茶の樹は植えられて5年くらいで、良い茶葉をつけ始めるが、もっとも旨味が出てくるのは7年目くらいからだと、以前台湾の茶商の人に聞いたことがある。
「梅山茶」は今、第1期の飲みごろの時期を迎えているのである。このチャンスをのがすわけにはいかない。
「梅山茶」も烏龍茶系で、その製茶の方法は、以前から有名だった南投県の「凍頂烏龍茶」と同じだ。一心二葉の手摘みの葉は、充分にねじれていて、熱湯をそそぐと、驚くほど大きくひろがる。
僕はその畑を見たことがないが、地図によると相当な山地で、標高もかなり高い、いわゆる高山茶に属すわけだ。したがって香り高い茶ができあがる。
さて、時々知人たちから、昔ながらの巧夫茶式に、小型の急須でいれる以外に、おいしい飲み方はないのかと、質問されることがある。

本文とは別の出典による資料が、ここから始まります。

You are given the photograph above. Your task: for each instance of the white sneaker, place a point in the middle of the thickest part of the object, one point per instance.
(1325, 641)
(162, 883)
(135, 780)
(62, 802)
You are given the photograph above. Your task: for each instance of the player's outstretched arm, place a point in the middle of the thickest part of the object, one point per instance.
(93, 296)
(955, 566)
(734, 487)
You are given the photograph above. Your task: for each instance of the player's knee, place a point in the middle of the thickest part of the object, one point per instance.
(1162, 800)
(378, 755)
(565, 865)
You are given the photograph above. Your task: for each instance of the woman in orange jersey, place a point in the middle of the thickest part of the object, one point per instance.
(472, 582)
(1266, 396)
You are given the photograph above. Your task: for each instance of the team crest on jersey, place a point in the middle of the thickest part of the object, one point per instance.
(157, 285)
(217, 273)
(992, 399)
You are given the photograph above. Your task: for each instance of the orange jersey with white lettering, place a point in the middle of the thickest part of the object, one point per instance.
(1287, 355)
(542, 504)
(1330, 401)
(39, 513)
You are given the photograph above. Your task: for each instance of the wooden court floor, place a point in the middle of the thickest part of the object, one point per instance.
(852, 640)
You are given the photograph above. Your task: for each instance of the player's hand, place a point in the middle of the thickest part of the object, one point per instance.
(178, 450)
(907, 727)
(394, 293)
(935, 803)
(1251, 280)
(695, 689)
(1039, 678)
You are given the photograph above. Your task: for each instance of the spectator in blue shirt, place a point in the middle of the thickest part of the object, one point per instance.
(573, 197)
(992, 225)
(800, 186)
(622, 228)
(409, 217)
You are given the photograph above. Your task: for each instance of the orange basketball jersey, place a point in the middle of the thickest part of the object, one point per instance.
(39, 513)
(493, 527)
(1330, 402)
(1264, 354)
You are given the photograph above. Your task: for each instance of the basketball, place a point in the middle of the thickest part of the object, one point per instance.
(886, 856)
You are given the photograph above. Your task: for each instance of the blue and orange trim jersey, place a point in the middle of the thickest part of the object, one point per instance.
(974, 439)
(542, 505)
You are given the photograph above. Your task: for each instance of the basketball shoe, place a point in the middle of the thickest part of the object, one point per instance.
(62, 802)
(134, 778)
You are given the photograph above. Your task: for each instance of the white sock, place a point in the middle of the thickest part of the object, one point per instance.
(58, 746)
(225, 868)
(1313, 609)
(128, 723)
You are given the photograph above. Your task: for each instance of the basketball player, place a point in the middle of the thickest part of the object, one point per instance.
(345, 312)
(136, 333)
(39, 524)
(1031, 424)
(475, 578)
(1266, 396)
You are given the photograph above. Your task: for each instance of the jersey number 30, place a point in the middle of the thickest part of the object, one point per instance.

読者のなかにも、せっかくいい茶葉らしいのに、おいしくいれられない、と思っている方もおられるかもしれない。そんな人へのおすすめは、フィルター式のコーヒーメーカーを使う方法である。
紙フィルターに茶葉をちょっと多目にいれて、コーヒーのときと同じように、ただスイッチをいれるだけ。ただし僕のテストした結果だと、1回湯を通すだけでは不充分で、手間だけれど一度出した茶湯をもう一度タンクにいれてフィルターを通してやるとよい。
つまり第一煎では、茶葉が充分に開ききらないのである。
コーヒーメーカーなら、沸騰させた湯になるから、烏龍茶にはちょうどよい。それに必要以上に濃くですぎることもないから、いちどに多勢で飲むとか、オフィスで飲むのに都合がよろしい。ただたいていのコーヒーメーカーは、水以外は入れるな、と注意書きをしているので、その点は考えに入れておいて欲しい。
暑い日本の夏場であれば、大量にいれた茶を冷蔵庫で冷まして飲むのも悪くはない。それにしても昨年は暑く長い夏だった。あの酷暑にしばしばめげそうになったけれど、そんなときだからこそと、僕は愛用の急須で、熱い梅山茶をいれて、そのかぐわしさで元気を出したのだった。